Elbette, bu mektuptaki tüm ifadeler benim hayat görüşümü ve yaşam felsefemi içeriyor. Mektupların ilk paragrafları hariç, kesinlikle torunuma özel değil, tamamen benim düşünce, fikir ve yaşama biçimimin dışa vurumu. Ben kendi oğullarımı da aynı görüş ışığında büyüttüm ve eğittim. Babaları da bana destek verdi. Oğullarımla her zaman gurur duydum. Beni hiç hayal kırıklığına uğratmadılar.


Önemli kişilerin deyişlerine yer vermem ise, benim onayladığım düşüncelere paralellik göstermeleri. Malum çok okuyan bir kişi olarak, önemli bulduğum fikirleri özel not defterime kaydederim ve yeri gelince onlarla yazıma daha fazla değer katmaya çalışırım.


Voltaire’in” Candide” ve J.J. Rousseau’nun “Emile” adlı kitapları bunlara örnektir. Ama torununa, bu tip mektupları yazan, belki de ilk büyükanne olduğumu düşünüyorum.


Mektuplarında uzakta olmanın özlemi var. Torunlarından uzakta yaşayan bir büyükanne olmak nasıl bir duygu. Ve tabi ki onlara kavuşup birlikte aynı ülkede yaşamanın mutluluğu nasıl bir duygu?

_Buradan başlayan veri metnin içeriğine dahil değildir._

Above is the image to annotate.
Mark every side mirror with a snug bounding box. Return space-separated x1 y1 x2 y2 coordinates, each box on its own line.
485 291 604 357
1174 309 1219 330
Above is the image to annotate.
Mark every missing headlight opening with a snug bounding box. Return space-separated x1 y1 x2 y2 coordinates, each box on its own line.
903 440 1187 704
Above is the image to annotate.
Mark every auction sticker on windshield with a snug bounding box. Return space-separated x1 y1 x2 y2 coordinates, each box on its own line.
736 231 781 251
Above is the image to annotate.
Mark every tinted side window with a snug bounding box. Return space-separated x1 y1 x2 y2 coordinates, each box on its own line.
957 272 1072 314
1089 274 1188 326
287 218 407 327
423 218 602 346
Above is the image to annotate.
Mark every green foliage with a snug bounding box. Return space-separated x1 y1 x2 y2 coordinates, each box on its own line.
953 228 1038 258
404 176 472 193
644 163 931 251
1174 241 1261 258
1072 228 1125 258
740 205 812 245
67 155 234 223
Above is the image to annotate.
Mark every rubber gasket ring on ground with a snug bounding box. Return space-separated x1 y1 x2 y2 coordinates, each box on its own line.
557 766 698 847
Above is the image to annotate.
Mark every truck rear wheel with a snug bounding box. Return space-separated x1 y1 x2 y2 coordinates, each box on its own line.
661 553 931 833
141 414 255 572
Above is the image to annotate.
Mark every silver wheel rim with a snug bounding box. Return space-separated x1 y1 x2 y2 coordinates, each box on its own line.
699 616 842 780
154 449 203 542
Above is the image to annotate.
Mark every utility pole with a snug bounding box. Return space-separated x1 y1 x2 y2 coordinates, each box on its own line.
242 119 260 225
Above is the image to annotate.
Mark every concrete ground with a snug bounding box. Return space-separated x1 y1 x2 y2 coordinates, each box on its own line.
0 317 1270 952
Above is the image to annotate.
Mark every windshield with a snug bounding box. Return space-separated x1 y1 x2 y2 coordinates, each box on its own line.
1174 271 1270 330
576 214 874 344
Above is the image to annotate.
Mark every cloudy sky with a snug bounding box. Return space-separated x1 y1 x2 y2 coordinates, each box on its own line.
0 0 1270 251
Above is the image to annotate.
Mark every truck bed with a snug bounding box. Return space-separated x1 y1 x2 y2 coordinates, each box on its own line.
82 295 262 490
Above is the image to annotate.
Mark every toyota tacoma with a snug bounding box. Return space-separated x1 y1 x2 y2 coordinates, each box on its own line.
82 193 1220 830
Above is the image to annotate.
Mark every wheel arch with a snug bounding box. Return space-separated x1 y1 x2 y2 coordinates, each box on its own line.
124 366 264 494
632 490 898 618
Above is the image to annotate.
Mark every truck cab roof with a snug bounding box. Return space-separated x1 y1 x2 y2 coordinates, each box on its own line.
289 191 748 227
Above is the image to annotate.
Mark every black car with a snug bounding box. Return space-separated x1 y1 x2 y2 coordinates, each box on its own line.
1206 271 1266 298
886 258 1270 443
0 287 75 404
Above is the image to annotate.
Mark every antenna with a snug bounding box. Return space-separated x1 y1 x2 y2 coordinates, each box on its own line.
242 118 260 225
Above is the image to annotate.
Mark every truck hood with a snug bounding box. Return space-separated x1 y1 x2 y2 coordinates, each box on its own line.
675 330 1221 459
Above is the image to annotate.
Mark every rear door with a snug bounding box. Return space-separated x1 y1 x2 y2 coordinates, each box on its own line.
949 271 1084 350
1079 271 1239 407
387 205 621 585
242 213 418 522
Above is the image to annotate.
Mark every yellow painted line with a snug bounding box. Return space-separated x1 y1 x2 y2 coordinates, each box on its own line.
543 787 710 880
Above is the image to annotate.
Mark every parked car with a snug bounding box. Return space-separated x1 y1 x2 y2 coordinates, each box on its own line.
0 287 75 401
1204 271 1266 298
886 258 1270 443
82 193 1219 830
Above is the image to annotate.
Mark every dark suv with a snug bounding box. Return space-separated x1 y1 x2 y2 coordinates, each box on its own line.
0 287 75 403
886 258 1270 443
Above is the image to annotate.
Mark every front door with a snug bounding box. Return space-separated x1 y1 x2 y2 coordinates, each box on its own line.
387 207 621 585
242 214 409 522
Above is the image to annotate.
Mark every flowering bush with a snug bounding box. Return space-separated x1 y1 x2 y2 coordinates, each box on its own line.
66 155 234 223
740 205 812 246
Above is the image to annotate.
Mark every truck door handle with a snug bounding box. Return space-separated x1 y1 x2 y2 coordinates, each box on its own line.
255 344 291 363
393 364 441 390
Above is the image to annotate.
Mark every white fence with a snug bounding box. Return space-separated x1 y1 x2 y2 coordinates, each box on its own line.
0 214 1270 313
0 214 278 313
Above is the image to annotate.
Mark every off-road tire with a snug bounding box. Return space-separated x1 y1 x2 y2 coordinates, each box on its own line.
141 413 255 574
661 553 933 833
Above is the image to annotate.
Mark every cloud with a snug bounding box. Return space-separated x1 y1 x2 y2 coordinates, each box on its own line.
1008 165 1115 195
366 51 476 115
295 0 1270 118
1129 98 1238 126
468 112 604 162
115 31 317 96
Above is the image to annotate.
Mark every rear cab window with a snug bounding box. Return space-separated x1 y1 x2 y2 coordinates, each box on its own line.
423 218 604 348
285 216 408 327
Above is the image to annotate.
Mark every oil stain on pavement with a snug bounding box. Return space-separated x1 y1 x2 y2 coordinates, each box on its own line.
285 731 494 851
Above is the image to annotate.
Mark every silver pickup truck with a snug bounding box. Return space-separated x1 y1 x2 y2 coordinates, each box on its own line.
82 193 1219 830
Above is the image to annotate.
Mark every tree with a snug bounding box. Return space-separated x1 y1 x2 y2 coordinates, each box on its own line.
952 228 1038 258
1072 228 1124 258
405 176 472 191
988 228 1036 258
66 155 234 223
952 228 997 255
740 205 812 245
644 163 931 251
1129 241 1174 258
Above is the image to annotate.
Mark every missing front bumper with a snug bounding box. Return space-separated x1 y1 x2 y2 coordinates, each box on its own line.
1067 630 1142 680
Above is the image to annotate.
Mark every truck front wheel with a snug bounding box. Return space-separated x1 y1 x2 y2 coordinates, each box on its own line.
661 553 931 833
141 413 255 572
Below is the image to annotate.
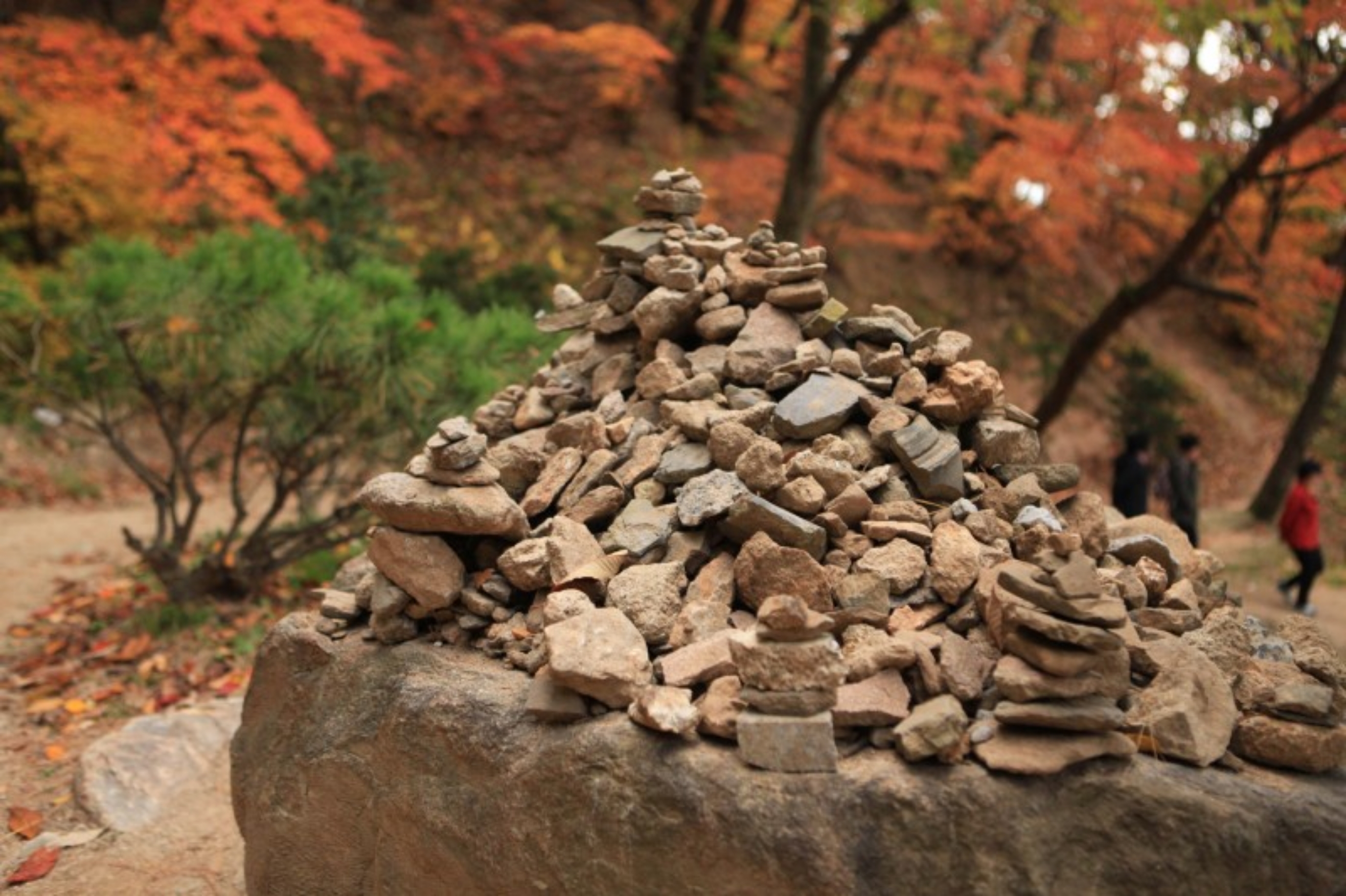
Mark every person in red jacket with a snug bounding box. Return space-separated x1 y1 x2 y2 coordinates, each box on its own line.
1276 460 1323 616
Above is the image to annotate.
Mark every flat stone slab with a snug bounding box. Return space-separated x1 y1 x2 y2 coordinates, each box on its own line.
75 697 242 831
233 613 1346 896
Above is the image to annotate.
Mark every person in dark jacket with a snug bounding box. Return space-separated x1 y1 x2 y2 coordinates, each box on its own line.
1112 432 1149 516
1276 460 1323 616
1168 432 1201 548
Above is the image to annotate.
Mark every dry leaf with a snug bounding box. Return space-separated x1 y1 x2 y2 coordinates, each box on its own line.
47 828 108 849
23 697 63 716
61 697 89 716
9 806 42 839
7 846 61 887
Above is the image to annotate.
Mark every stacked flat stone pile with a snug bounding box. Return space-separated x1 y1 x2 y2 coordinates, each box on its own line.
309 171 1346 774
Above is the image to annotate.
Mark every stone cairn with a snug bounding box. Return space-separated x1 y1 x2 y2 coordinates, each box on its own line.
308 170 1346 774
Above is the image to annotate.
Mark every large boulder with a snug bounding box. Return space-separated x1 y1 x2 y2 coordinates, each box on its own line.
233 615 1346 896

Doğrudur. Guy David ardından kardeşi Maya ve küçük oğlumun kızı Sary doğdukları zaman henüz İstanbul’da yaşıyorduk. O ilk yıllarında onları her gün takip edebilme olanağım yoktu. Sürekli burnumda tütüyorlardı. Hatta bir dönüşümde Guy’ın küçülmüş bir tulumunu valize koymuştum. Onu sık sık koklardım. O dönemlerde “skype” revaçtaydı. Onları her gün görür ve konuşurduk. Özlem bazen tepemi aşardı. Bir süre sonra, Rishon Letsiyon’da bir ev satın aldık, döşedik, 3’er ay dönüşümlü olarak İstanbul-İsrael arasında mekik dokuduk. Nihayet 2017 yılının Kasım ayında aliyamızı gerçekleştirdik. Havaalanında çocuklarımızın karşılama töreni unutulmazdı. Guy eşim David’in omuzuna yatmış ve tam bir saat boyuna kollarını boynundan çözmemişti.


Şimdi sevgili Tanrı’ma her gün şükrediyorum. Çocuklarım ve torunlarımla aynı gökler altındayım. Her Cuma akşamı onlara uzun sofralar kuruyorum. Hepsi çok zeki, terbiyeli ve sıcak çocuklar. Bize sıcacık sevgilerini aktarıyorlar.


Mektuplarında çok değerli tavsiyelerde bulunuyorsun. Cahillerle ve çarpık davranışlar içinde olanlarla tartışma diyorsun. Benim tanıdığım Sara da öyle yapar. Bağnaz olma diyorsun. Ağzından maksadını aşan laflar çıkarma diyorsun. Torunun mektuplarını okuyacak kadar lisana vakıf mı? Bu dünya görüşlerini Guy ve diğer torunlarına günlük hayatta, pratikte nasıl aktarmaya çalışıyorsun?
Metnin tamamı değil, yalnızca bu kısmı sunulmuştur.